Ademais, a convivência com esses adolescentes me fez perceber que, muitos deles, apesar de estarem cursando determinados níveis de escolaridade, apresentam-se como analfabetos funcionais, o que coaduna com a pesquisa realizada por Soares e Duarte (apud, PAIVA e SENTO SÉ, 2007) no Rio de Janeiro.

Na experiência diária com esses adolescentes, o que se percebia era o fato de que, em muitos casos, a seriação declarada estava muito além das habilidades cognitivas apresentadas durante as aulas, ou seja, o grau de instrução não era compatível com o desempenho obtido nas aulas. (SOARES e DUARTE, 2007, p. 45).

Esse baixo nível de escolaridade dificulta também a participação dos adolescentes nas oficinas, já que muitas delas exigem um nível de escolaridade e conhecimento específico, sem considerar o perfil do público que deve atender.

Assim, de modo geral, pode-se dizer que os adolescentes internos no CEA são provenientes de uma situação de vulnerabilidade social, famílias monoparentais, desestruturadas, com alto número de moradores em residências pequenas e baixo nível de renda familiar. Somando-se a isso, têm-se ainda muitos casos de envolvimento familiar com uso de drogas e participação em situações de violência, o que acarreta ou influencia o adolescente a não valorizar os estudos e, consequentemente, também se envolver com o mundo da ilicitude.

Mais uma vez quero enfatizar que não estou partindo de uma perspectiva determinista de ligar pobreza à produção de violência e/ou criminalidade, mas não posso desconsiderar que no caso do Brasil essa associação se faz, sobretudo, para punir os pobres que assumem posturas de confronto com a lei. Assim, tais elementos nos levam a compreender qual a “formatação” desses adolescentes e considerar que esta pode ser proveniente, principalmente, da ‘desestruturação’ familiar que produz outras várias formas de vulnerabilidades nos indivíduos.
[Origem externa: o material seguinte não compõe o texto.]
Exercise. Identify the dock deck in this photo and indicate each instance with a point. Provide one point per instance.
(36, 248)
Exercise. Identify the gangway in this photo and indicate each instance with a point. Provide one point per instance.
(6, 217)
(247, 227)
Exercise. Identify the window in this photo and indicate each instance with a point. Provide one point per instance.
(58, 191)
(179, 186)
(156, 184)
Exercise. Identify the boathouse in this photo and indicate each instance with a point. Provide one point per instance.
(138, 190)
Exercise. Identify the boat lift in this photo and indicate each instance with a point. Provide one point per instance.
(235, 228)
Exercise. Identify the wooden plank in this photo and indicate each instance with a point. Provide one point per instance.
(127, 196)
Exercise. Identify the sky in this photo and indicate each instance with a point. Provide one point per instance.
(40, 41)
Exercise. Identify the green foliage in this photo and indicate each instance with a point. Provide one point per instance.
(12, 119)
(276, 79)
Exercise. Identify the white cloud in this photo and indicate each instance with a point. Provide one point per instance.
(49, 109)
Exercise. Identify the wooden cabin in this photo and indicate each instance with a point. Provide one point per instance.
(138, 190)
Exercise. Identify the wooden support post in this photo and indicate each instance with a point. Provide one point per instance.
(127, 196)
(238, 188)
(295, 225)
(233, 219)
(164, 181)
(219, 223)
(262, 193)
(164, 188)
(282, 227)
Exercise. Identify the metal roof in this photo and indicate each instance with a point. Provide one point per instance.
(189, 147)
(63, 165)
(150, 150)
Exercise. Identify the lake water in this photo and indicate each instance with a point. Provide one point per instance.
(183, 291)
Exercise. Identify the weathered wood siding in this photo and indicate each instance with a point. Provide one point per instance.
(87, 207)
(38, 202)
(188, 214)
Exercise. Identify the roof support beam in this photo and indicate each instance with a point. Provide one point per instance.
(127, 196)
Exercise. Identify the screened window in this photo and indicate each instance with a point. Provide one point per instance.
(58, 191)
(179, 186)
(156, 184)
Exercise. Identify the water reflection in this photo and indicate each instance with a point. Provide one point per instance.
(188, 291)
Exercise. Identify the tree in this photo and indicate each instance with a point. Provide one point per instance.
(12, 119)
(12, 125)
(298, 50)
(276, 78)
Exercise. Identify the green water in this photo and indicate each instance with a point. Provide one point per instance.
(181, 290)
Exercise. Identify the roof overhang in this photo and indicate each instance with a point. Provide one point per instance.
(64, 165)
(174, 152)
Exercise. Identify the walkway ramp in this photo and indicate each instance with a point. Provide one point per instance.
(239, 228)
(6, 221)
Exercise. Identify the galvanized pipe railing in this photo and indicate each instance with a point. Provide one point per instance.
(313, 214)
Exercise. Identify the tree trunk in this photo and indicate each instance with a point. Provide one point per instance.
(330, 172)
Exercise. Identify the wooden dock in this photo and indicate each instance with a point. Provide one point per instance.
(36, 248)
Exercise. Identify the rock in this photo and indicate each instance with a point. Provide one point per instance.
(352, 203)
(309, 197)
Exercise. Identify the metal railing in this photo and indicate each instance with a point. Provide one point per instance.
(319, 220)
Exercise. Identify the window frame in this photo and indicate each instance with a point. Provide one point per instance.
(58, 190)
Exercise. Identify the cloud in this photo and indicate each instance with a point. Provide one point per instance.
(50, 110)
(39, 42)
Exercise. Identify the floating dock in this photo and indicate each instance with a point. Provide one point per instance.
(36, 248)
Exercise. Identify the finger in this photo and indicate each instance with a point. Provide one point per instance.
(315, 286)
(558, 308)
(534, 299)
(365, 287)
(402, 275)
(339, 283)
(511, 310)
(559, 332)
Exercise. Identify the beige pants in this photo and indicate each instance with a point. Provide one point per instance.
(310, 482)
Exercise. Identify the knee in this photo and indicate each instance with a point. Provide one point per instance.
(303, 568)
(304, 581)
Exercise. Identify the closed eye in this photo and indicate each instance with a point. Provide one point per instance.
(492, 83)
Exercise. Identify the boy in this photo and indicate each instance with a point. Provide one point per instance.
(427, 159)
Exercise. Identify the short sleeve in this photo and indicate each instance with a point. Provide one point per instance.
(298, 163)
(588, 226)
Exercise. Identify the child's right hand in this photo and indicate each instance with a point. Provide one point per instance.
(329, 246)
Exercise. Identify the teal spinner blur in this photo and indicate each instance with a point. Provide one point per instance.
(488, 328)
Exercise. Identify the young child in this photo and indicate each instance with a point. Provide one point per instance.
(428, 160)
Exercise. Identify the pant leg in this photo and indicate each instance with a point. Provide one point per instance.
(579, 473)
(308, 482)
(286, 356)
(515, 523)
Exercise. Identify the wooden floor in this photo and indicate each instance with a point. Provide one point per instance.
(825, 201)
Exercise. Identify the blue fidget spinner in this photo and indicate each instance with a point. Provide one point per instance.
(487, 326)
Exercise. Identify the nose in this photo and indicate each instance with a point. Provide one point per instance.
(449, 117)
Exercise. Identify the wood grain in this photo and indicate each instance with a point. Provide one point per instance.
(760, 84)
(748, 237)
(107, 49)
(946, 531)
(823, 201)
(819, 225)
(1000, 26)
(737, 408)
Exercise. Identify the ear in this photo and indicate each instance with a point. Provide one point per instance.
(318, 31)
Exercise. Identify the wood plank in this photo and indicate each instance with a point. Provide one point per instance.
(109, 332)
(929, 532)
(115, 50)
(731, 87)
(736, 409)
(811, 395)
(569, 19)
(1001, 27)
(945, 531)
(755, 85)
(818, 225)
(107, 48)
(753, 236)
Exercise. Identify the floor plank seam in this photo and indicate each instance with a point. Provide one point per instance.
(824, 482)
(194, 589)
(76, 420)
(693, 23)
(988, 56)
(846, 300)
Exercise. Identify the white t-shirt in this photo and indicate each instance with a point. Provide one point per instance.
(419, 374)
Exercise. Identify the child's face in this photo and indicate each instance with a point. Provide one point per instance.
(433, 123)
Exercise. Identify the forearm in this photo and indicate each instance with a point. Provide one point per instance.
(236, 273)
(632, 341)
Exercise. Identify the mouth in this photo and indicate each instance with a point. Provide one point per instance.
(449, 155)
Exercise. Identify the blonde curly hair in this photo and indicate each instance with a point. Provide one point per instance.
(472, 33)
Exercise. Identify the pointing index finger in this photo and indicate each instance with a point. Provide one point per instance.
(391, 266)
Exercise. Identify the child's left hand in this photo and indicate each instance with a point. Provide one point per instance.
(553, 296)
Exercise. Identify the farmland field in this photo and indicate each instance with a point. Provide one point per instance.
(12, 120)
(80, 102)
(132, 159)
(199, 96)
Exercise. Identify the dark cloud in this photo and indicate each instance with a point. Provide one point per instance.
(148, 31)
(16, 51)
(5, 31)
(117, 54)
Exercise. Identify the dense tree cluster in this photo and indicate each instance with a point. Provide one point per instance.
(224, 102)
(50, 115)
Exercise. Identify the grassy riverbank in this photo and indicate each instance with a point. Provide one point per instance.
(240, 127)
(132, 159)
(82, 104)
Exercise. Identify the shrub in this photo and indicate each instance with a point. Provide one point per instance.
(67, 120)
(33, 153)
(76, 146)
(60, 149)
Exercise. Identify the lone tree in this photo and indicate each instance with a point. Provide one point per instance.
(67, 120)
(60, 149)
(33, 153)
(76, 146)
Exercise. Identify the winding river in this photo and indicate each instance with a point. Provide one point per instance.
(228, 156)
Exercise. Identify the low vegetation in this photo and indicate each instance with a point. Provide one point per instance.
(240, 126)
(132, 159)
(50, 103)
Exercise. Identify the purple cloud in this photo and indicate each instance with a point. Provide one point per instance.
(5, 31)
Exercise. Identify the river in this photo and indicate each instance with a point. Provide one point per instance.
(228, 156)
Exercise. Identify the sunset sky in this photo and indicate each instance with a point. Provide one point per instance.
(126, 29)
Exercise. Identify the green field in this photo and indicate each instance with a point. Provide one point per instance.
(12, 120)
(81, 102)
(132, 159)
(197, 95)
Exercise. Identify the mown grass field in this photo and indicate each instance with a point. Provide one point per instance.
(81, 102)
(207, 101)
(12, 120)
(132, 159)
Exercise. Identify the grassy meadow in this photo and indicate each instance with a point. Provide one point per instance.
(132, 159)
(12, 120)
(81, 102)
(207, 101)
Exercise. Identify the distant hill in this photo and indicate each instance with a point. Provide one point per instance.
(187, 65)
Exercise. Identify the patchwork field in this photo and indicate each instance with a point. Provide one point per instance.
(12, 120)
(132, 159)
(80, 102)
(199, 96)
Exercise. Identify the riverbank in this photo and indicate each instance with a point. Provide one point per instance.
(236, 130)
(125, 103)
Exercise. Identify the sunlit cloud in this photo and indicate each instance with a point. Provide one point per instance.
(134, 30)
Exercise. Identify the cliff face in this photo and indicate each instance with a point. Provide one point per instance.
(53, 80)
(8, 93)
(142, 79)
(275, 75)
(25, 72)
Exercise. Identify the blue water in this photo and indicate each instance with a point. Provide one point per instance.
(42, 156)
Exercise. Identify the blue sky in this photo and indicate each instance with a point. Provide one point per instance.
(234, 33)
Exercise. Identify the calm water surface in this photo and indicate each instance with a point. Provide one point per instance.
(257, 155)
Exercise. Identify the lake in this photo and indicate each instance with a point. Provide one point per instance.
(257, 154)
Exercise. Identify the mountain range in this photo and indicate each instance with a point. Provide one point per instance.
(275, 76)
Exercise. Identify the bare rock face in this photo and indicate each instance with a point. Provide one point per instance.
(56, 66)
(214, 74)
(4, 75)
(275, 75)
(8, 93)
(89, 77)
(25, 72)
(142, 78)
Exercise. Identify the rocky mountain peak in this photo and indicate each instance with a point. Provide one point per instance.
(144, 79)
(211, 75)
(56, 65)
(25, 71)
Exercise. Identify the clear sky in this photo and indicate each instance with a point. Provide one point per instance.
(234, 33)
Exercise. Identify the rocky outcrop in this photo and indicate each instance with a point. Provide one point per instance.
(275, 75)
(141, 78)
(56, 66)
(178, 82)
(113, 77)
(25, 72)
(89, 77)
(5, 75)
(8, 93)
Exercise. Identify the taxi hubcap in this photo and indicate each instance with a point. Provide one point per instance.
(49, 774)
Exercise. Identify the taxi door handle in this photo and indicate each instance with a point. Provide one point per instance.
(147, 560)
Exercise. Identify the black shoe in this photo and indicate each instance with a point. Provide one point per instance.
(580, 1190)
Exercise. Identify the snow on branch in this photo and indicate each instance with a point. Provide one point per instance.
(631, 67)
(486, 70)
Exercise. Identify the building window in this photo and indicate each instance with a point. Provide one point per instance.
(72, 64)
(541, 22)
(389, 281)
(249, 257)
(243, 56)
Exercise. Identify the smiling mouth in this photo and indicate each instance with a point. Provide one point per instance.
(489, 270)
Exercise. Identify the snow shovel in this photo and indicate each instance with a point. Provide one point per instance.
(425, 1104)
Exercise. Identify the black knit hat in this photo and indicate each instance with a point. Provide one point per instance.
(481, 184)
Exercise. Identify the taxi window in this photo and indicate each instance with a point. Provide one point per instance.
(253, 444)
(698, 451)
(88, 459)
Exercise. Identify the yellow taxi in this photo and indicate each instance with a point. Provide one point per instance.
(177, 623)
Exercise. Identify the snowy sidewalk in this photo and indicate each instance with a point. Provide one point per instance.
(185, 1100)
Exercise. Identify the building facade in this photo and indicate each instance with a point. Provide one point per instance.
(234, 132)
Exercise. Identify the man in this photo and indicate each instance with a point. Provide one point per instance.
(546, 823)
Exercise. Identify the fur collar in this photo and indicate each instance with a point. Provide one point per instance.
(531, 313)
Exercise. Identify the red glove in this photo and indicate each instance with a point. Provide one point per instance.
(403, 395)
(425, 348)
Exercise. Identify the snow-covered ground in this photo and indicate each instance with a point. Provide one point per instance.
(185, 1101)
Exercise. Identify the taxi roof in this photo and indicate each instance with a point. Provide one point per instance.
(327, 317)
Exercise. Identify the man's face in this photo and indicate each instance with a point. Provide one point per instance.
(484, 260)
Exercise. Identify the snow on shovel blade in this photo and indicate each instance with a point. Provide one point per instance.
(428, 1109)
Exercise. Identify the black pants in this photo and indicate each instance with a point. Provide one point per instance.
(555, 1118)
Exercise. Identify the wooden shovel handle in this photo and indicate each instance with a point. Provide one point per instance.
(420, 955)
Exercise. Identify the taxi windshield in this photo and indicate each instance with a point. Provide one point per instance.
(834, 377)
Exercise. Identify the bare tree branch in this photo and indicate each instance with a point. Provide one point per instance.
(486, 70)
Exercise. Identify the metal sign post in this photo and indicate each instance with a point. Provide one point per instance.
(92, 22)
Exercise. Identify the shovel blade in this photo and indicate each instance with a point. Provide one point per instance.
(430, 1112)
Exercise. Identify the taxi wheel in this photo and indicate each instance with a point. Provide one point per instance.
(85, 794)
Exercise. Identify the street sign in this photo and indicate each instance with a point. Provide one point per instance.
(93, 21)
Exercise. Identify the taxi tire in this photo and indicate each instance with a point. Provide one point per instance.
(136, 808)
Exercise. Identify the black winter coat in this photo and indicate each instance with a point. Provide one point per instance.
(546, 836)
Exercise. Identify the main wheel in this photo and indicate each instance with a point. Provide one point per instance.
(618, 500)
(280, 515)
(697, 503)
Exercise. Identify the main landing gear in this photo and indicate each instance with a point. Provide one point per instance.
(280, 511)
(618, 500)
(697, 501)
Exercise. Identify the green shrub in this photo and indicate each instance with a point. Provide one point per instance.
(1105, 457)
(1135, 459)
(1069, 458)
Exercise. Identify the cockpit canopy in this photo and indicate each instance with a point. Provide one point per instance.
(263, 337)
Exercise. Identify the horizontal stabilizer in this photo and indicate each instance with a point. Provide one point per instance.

Isto se dá porque a sociedade contemporânea, como já mencionado, classifica a família como um dos principais eixos organizadores da vida, fonte de suporte material e afetivo dos indivíduos, e principal instituição formadora de seus valores, atitudes e padrões de conduta (GOLDANI, 2002). A instituição familiar é classificada como o espaço da solidariedade, com a função de integrar os indivíduos em redes sociais e comunitárias.

Traçado o perfil dos adolescentes internos no CEA, parti para outra fase da pesquisa, a fase das entrevistas.